The Federal Government announced a $4.5 billion deal to buy the Trans Mountain pipeline and expansion project from Kinder Morgan Canada last May after the company halted non-essential spending. The purchase followed months of delays, and a legal spat that pitted Ottawa against the B.C. government.

The energy sector has struggled to rebound since 2014 crash in global oil prices. Capital spending in Canada’s energy sector totaled $75 billion in 2018, according to Natural Resources Canada, 36 per cent lower than the peak five years ago.

For years, western Canadian oil producers, and the thousands of workers they employ, have yearned for pipelines to bring bitumen to tidewater in order to reach markets beyond North America. The glut of oil trapped in the centre of the country has long been a sore point between the west and Ottawa.

‘We’re heading towards a showdown in Canada’

Red ridings are now virtually non-existent west of Ontario’s border with Manitoba. In oil rich Alberta, Monday’s election knocked out three Liberal MPs, including Natural Resources Minister Amarjeet Sohi. Edmonton-Strathcona was the only riding in the province not to go blue. Ralph Goodale, Saskatchewan’s lone Liberal and a well-known party veteran, also lost his seat.

Dan McTeague, an independent energy analyst and Ontario Liberal MP between 1993 and 2011, sees regional divisions intensifying along energy-based lines when he looks at Canada’s new political map.

“These are probably the most precipitous, uncertain time for the federation going back to the 1995 referendum.
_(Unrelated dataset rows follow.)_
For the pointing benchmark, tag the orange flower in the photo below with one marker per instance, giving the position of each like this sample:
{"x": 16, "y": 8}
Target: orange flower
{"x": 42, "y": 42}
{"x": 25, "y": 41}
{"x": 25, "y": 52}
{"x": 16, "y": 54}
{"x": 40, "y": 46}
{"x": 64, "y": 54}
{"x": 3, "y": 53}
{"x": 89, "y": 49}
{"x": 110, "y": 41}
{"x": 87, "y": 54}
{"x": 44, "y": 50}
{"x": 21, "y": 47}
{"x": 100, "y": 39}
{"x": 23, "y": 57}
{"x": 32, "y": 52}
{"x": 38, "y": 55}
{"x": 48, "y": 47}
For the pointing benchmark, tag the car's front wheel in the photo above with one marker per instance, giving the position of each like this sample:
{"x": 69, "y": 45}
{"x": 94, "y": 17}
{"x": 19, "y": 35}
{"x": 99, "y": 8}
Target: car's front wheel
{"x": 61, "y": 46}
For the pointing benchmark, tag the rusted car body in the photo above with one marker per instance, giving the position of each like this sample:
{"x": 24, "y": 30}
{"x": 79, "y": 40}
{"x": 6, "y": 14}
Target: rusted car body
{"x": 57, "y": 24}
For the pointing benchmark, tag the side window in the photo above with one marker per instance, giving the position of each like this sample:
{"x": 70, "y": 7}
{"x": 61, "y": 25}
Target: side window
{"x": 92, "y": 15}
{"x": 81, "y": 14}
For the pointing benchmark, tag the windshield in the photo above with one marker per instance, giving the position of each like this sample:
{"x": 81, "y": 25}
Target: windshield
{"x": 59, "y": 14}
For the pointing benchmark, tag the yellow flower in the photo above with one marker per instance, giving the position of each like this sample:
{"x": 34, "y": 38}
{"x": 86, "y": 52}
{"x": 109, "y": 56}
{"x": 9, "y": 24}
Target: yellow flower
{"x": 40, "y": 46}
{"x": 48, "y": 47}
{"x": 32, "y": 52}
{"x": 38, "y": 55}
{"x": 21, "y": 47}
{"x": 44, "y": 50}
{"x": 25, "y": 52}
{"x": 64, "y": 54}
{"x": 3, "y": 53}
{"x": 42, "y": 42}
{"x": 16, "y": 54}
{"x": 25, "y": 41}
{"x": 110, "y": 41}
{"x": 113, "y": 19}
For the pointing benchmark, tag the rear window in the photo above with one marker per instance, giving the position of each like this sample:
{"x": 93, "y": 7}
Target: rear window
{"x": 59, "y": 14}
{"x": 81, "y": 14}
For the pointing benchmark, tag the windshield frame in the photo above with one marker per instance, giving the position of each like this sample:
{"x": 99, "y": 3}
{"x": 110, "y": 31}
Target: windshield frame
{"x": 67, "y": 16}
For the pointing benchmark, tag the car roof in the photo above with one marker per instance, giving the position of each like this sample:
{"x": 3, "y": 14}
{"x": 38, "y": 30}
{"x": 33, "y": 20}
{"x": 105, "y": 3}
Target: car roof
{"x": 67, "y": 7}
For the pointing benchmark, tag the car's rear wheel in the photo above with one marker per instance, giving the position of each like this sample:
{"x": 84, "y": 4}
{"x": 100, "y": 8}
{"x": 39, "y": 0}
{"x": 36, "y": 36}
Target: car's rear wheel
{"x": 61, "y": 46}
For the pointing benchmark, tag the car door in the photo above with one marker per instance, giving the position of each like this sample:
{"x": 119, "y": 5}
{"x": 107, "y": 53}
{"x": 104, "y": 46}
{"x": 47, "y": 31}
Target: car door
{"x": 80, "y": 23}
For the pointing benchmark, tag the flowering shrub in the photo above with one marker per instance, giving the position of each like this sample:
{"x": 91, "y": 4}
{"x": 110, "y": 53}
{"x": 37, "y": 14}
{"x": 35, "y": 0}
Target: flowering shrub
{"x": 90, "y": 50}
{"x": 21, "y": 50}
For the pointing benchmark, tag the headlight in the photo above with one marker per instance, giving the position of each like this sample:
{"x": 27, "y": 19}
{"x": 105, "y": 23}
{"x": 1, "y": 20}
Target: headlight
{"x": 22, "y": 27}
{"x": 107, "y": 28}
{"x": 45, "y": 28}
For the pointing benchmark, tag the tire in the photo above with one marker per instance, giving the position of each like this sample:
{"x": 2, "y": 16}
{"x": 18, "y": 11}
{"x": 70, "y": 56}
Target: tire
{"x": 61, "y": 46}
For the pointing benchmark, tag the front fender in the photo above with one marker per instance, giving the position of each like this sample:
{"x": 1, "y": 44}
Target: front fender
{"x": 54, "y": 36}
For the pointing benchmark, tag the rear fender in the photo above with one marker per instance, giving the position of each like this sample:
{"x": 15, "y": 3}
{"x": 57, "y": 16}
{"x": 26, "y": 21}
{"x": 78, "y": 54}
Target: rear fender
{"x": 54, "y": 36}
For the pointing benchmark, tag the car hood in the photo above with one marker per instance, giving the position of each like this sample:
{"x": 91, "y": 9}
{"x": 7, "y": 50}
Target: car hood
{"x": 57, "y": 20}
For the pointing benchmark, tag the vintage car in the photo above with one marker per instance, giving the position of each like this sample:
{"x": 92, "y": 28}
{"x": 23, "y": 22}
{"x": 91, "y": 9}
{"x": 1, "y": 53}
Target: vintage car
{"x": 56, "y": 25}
We’re heading towards a showdown in Canada,” he told Yahoo Finance Canada. “Trudeau is on a collision course with the energy sector, the sector that has provided Canada’s bulk and heft of its revenues and standard of living.”
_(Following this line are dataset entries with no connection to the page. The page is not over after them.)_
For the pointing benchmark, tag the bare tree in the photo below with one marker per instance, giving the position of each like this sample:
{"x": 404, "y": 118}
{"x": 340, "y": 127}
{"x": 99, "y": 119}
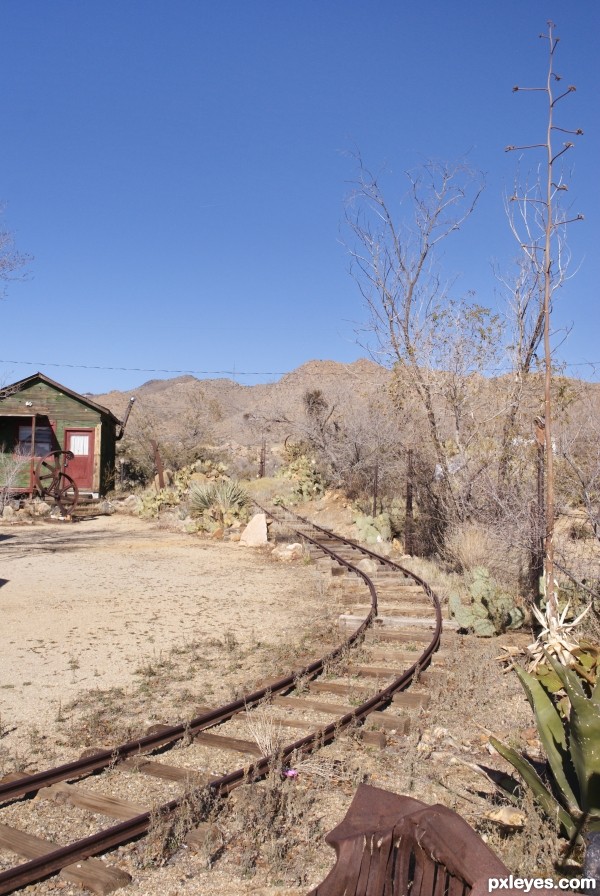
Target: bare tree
{"x": 11, "y": 261}
{"x": 541, "y": 232}
{"x": 435, "y": 344}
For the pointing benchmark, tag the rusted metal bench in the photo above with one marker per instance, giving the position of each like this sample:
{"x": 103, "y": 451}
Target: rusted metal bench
{"x": 390, "y": 845}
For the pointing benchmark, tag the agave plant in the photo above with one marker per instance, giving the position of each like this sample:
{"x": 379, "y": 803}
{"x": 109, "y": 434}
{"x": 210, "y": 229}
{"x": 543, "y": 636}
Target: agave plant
{"x": 572, "y": 745}
{"x": 555, "y": 637}
{"x": 219, "y": 499}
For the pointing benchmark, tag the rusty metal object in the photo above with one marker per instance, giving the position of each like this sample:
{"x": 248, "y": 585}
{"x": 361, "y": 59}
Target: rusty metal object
{"x": 51, "y": 480}
{"x": 389, "y": 844}
{"x": 160, "y": 470}
{"x": 119, "y": 435}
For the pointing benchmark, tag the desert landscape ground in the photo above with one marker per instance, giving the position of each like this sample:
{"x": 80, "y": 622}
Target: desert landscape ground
{"x": 114, "y": 623}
He hopes to see the Liberals cooperate with Conservatives on the energy file in order to stem rising feelings of Western alienation.

Tim McMillan, president and CEO of the Canadian Association of Petroleum Producers, said the new government should telegraph a decisive course on energy in the coming days to assure investors, companies and workers.
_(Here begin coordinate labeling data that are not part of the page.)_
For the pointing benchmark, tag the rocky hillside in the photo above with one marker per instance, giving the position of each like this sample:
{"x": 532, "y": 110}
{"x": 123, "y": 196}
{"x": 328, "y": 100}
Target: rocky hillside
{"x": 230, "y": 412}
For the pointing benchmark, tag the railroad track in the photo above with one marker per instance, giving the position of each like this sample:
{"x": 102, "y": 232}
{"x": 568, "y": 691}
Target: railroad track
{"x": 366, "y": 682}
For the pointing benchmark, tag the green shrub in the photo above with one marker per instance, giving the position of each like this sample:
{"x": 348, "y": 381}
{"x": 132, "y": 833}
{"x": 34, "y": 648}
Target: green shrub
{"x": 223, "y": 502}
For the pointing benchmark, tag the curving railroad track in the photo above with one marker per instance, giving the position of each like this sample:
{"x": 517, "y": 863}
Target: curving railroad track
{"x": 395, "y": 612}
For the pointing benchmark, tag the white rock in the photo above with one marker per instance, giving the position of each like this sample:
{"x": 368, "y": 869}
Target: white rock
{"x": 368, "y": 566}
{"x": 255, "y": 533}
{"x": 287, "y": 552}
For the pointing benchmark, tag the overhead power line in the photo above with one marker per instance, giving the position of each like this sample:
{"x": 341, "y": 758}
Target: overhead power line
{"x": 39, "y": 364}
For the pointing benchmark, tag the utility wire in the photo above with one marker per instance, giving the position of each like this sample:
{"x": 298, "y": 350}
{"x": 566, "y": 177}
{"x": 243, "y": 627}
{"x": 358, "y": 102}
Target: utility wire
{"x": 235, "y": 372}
“A minority result doesn’t send a real strong signal in any direction to global capital markets,” he told Yahoo Finance Canada. “There are actions the government can take to say this is our North Star. We are positioning Canada for economic success, which is our number one priority.”

Nuttall said sentiment in the oil patch is the “worst in its history,” a bitter pill for Canadians to swallow given his bullish outlook on crude prices into 2021 underpinned by rising long-term global demand.

“We’ve had companies forced to lay off many, many thousands of skilled employees. We’ve had companies effectively go into bunker mode trying to preserve liquidity, trying to get through to the other side,” Nuttall said. “The Canadian energy space is in purgatory.”

McMillan sees the election as a chance to hit the reset button on the fraught relationship between Ottawa and the companies and workers he represents.

“We’ve seen increasing concerns from Canadians that we are giving up on prosperity, jobs and opportunity,” he said. “That has to change.”